“If people at home want to be able to keep watching the television, be able to turn the kettle on, and benefit from electricity, we have got to make these investments. It is essential to keep the lights on.”
Ed Davey, energy secretary, 21 October 2013
This morning, the government announced that it had struck a deal with the French company EDF to build Britain’s first new nuclear power station in 25 years.
The deal was to build two reactors at Hinkley Point C plant in Somerset which would provide “a stable source of clean power from 2023, generating enough electricity to power nearly 6 millions homes”, according to a government press release.
EDF Energy will lead a consortium including Chinese investors, with an investment of around £16bn. The China General Nuclear Power Group and China National Nuclear Corporation will be minority investors. Ministers have agreed a price of £92.50 per megawatt hour at the plant when it comes into operation.
The Energy Secretary Ed Davey hailed it as a “historic day”. Due to the French investment, he said, “for the first time, a nuclear station in this country will not have been built with money from the British taxpayer.”
Essential to stop us from from having no power, though? FactCheck wonders whether we’re being kept in the dark on this.
The analysis
It’s worth pointing out that it’s rather odd for the Lib Dem energy secretary to take this position. In their election manifesto, they said the party would would “reject a new generation of nuclear power stations. Based on the evidence nuclear is a far more expensive way of reducing carbon emissions than promoting energy conservation and renewable energy.”
He didn’t mention the manifesto this morning, though. At a press conference, he said that anyone who thought the power generated by Hinkley C could be generated by wind turbines was “brave”.
As to his point that Hinkley C is the only way to keep the lights switched on – we’re not sure why the energy secretary says this.
According to Ofgem, which regulates the electricity and gas markets, the lights weren’t about to go out anyway.
In a report published in June this year, Ofgem said that the energy capacity was due to hit its low in two or three years, and after that, things would get better.
Capacity margins could fall to between two to five per cent in 2015-16 – when they would “bottom out”. After that, Ofgem said, margins would begin to rise again, due to an increase in onshore and offshore wind generation, onshore.
It’s also the case that according to the Department for Energy and Climate Change’s own assessments, demand for electricity has been falling.
Household electricity consumption has fallen by 11 per cent since 2005, and gas by 20 per cent since then. That’s due to improvements in home insulation efficiency, better gadgets such as televisions and electrical goods which use less electricity, and the recent economic climate.
In other words, based on current trends, Hinkley is on schedule to begin operating when things are already on the up.
The DECC report even said that innovations, for example more efficient boilers, home improvements enforced through tightened up building regulations, smart meters, and the government’s Green Deal, were expected to save households around 11 per cent – £166 – on their energy bills by 2020.

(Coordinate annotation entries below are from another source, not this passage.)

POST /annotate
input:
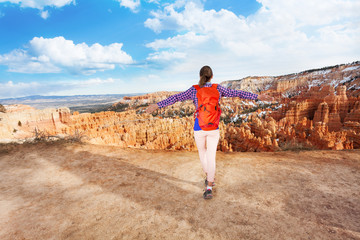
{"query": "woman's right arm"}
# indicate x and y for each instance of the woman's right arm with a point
(171, 100)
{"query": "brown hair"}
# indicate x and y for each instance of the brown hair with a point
(205, 75)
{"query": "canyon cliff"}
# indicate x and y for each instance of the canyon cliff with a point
(315, 109)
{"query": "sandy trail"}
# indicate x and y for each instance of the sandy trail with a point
(73, 191)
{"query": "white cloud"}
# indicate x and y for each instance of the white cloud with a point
(281, 37)
(166, 56)
(70, 87)
(53, 55)
(132, 4)
(40, 4)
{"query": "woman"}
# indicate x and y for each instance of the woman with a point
(206, 140)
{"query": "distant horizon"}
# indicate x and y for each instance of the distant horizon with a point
(90, 47)
(142, 93)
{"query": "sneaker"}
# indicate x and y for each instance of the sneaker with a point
(208, 194)
(206, 182)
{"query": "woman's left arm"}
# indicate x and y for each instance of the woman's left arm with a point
(226, 92)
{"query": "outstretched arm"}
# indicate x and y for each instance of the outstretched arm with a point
(188, 94)
(227, 92)
(265, 97)
(151, 108)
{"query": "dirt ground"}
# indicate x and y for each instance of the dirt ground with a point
(80, 191)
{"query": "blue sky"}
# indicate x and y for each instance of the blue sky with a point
(72, 47)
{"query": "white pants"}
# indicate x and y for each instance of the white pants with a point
(206, 142)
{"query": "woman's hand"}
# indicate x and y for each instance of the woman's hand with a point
(265, 97)
(151, 108)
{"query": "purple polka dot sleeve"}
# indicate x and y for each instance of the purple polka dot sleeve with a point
(188, 94)
(226, 92)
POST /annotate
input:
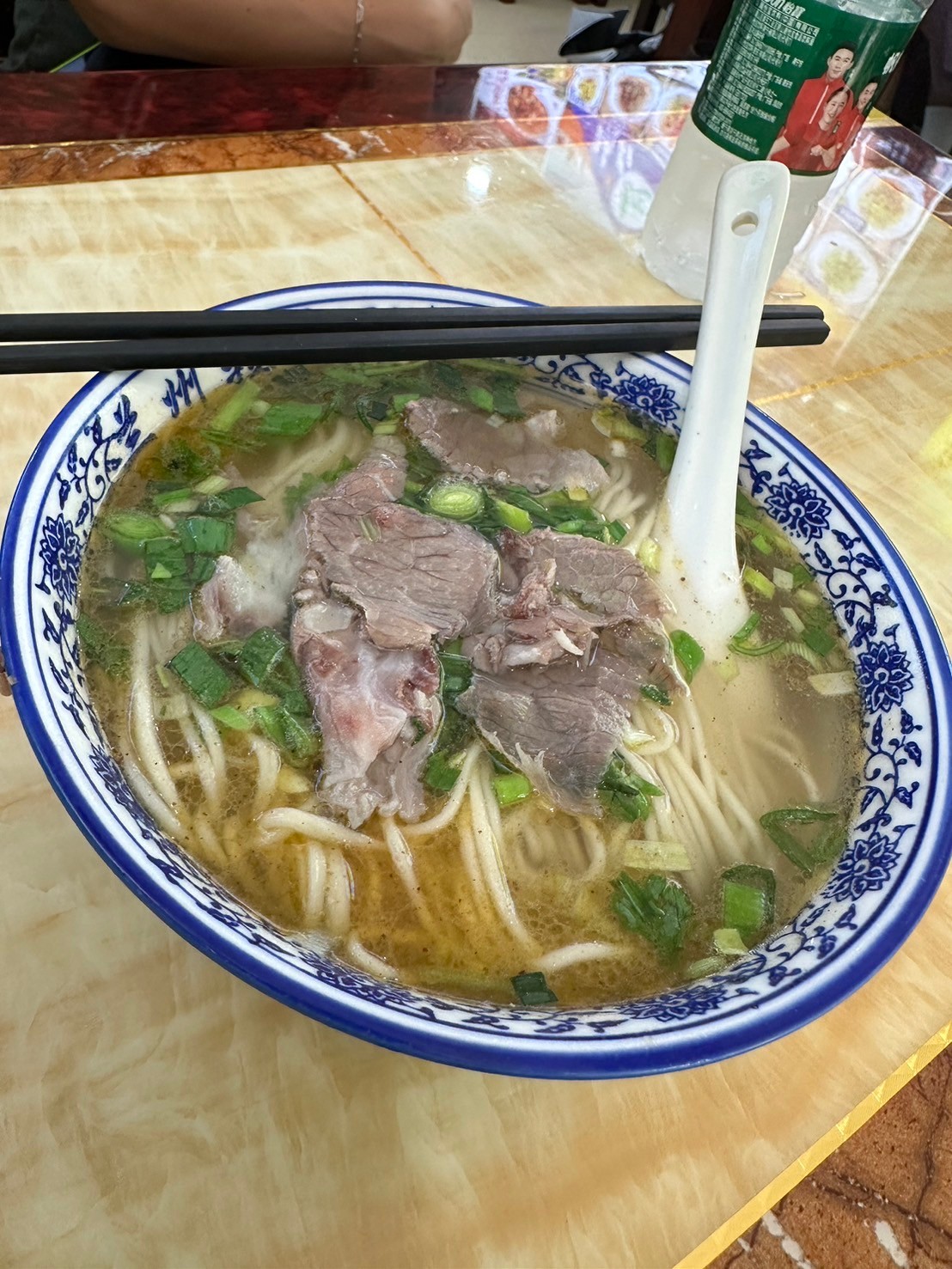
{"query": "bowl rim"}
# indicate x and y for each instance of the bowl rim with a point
(513, 1055)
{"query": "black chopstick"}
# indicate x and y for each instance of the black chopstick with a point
(382, 345)
(27, 327)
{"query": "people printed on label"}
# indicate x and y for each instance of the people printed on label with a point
(815, 148)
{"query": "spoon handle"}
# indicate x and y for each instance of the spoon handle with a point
(699, 503)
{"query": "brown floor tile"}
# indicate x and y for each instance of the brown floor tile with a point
(882, 1200)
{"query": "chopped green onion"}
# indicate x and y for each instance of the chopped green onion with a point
(705, 966)
(747, 630)
(287, 732)
(455, 500)
(794, 648)
(808, 598)
(201, 674)
(292, 419)
(168, 552)
(532, 989)
(184, 461)
(260, 655)
(101, 648)
(231, 718)
(730, 943)
(777, 825)
(665, 449)
(131, 529)
(794, 619)
(656, 907)
(757, 582)
(819, 641)
(656, 856)
(624, 793)
(225, 500)
(441, 774)
(749, 897)
(688, 651)
(513, 516)
(481, 399)
(512, 788)
(235, 407)
(206, 534)
(202, 569)
(215, 484)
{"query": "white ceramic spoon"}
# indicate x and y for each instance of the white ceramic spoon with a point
(699, 569)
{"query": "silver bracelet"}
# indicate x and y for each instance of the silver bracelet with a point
(358, 31)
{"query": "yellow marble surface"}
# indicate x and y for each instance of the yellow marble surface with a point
(155, 1112)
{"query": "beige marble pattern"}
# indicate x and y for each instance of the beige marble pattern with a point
(154, 1112)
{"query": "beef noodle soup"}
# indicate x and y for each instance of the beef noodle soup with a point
(381, 646)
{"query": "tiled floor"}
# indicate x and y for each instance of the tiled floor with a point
(882, 1200)
(528, 31)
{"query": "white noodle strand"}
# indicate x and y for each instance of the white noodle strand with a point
(364, 960)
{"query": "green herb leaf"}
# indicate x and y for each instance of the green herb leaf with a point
(656, 907)
(290, 420)
(777, 825)
(235, 406)
(298, 742)
(481, 399)
(132, 529)
(260, 656)
(206, 534)
(512, 788)
(231, 718)
(229, 500)
(688, 651)
(532, 990)
(201, 674)
(103, 649)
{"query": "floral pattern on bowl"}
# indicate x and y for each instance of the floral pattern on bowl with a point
(899, 843)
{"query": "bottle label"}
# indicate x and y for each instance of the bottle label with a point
(794, 80)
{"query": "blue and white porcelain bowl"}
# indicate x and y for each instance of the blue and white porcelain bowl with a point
(899, 843)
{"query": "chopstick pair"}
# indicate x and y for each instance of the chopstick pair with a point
(156, 340)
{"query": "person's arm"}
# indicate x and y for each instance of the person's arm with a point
(282, 32)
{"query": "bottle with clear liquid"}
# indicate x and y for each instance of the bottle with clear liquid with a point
(790, 80)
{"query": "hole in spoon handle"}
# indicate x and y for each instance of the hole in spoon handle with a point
(745, 223)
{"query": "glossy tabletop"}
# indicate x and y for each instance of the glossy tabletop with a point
(156, 1112)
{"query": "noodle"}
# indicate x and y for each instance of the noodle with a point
(284, 820)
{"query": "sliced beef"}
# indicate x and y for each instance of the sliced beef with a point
(646, 648)
(532, 627)
(513, 454)
(250, 589)
(414, 577)
(371, 705)
(608, 582)
(558, 723)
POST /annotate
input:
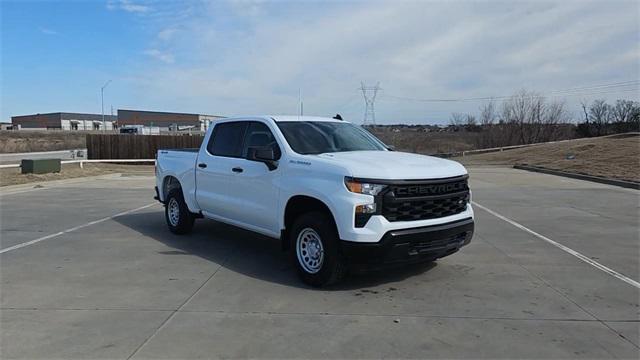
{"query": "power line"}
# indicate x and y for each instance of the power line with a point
(625, 86)
(369, 93)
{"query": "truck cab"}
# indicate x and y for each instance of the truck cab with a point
(336, 196)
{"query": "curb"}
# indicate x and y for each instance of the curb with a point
(41, 185)
(598, 179)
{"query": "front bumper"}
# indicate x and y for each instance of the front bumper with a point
(411, 245)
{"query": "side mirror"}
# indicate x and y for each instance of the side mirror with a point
(264, 154)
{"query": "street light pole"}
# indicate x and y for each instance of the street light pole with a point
(104, 127)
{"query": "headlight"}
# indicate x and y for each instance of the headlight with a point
(363, 188)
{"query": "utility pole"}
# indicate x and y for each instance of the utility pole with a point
(301, 104)
(369, 93)
(104, 128)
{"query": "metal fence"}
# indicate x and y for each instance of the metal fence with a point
(124, 146)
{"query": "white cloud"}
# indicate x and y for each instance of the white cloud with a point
(128, 6)
(48, 31)
(236, 62)
(165, 57)
(167, 34)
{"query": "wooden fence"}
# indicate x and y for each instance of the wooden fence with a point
(124, 146)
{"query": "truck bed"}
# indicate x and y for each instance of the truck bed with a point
(184, 150)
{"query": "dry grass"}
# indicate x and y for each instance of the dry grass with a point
(27, 141)
(616, 156)
(12, 176)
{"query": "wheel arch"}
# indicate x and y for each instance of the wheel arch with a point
(169, 183)
(298, 205)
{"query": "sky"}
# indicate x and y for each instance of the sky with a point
(243, 57)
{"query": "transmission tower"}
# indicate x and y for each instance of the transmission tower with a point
(369, 93)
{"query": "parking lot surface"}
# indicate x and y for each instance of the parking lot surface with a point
(89, 270)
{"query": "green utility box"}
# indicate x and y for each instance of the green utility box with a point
(40, 166)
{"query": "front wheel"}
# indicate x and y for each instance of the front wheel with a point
(179, 219)
(316, 252)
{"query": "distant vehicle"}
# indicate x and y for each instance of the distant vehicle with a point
(329, 190)
(140, 130)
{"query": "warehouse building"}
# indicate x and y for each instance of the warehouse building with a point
(166, 121)
(63, 121)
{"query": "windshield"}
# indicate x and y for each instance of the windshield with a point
(317, 137)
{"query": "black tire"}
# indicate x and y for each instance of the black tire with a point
(183, 222)
(332, 266)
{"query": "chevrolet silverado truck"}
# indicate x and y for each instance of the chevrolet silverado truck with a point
(331, 192)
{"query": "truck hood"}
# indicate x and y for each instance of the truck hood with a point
(394, 165)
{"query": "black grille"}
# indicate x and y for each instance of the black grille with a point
(422, 201)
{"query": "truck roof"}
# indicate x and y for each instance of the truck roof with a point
(280, 118)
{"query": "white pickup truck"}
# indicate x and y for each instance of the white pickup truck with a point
(334, 194)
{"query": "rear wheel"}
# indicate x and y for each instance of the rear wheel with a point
(179, 219)
(315, 244)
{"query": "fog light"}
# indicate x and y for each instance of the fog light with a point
(366, 209)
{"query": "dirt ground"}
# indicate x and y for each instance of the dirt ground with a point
(616, 156)
(12, 176)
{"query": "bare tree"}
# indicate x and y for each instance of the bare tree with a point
(585, 105)
(600, 116)
(457, 119)
(488, 113)
(624, 110)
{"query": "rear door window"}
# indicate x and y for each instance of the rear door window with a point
(227, 139)
(259, 135)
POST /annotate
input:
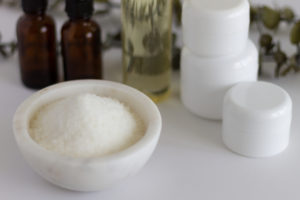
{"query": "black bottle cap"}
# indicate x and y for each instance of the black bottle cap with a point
(78, 9)
(34, 6)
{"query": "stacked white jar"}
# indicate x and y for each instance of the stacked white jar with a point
(217, 53)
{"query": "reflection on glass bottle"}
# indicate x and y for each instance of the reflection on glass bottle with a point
(147, 42)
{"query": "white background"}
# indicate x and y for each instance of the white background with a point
(190, 161)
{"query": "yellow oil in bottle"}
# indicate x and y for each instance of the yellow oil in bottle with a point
(147, 43)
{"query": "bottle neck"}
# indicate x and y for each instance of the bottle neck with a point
(80, 18)
(35, 13)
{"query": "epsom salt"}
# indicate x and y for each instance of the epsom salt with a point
(86, 125)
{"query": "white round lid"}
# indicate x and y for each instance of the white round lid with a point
(226, 16)
(257, 119)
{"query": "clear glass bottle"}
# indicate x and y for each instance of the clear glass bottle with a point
(147, 44)
(37, 45)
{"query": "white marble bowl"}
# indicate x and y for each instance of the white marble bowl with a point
(89, 174)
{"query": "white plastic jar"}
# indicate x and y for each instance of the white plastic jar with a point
(205, 80)
(215, 27)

In fact, when we asked Dr Paul Dorfman of the UCL Energy Institute what he made of what Mr Davey said, he said: “We would have to have a decade of huge growth to get back to the electricity demand of 2008.”
The verdict
Based on what the regulator and the government have said, there hasn’t been evidence to suggest the lights are about to go out.
We realise Mr Davey is speaking metaphorically – the National Grid would have to step in and introduce measures to prevent us all from sitting in the dark if we really were at that point.
But it does strike us as odd that the plant wasn’t scheduled to be built before 2015-16 when we are likely to see the biggest squeeze.
So we asked the Department for Energy and Climate Change what Mr Davey meant by what he said.
A spokeswoman said: “He was just making the point of how important it [nuclear] is. He wasn’t affirmatively saying that if Hinkley wasn’t built, the lights would be switched off.”
We also asked for a detailed explanation and breakdown of how the government had concluded that a new nuclear fleet would cut bills by £77 by 2030. The claim was repeated a number of times, and we asked repeatedly how it was arrived at. Another academic, Professor Steve Thomas, of the University of Greenwich, told us: “The idea that we can know what the electricity supply will be in 17 years is laughable.”
We were sent several reports of models and analysis, but no one was prepared to actually sit and show us some sums, saying simply that it was “complicated” and would be presented in due course.
In other words, even DECC couldn’t shed any light on the matter, nuclear or not.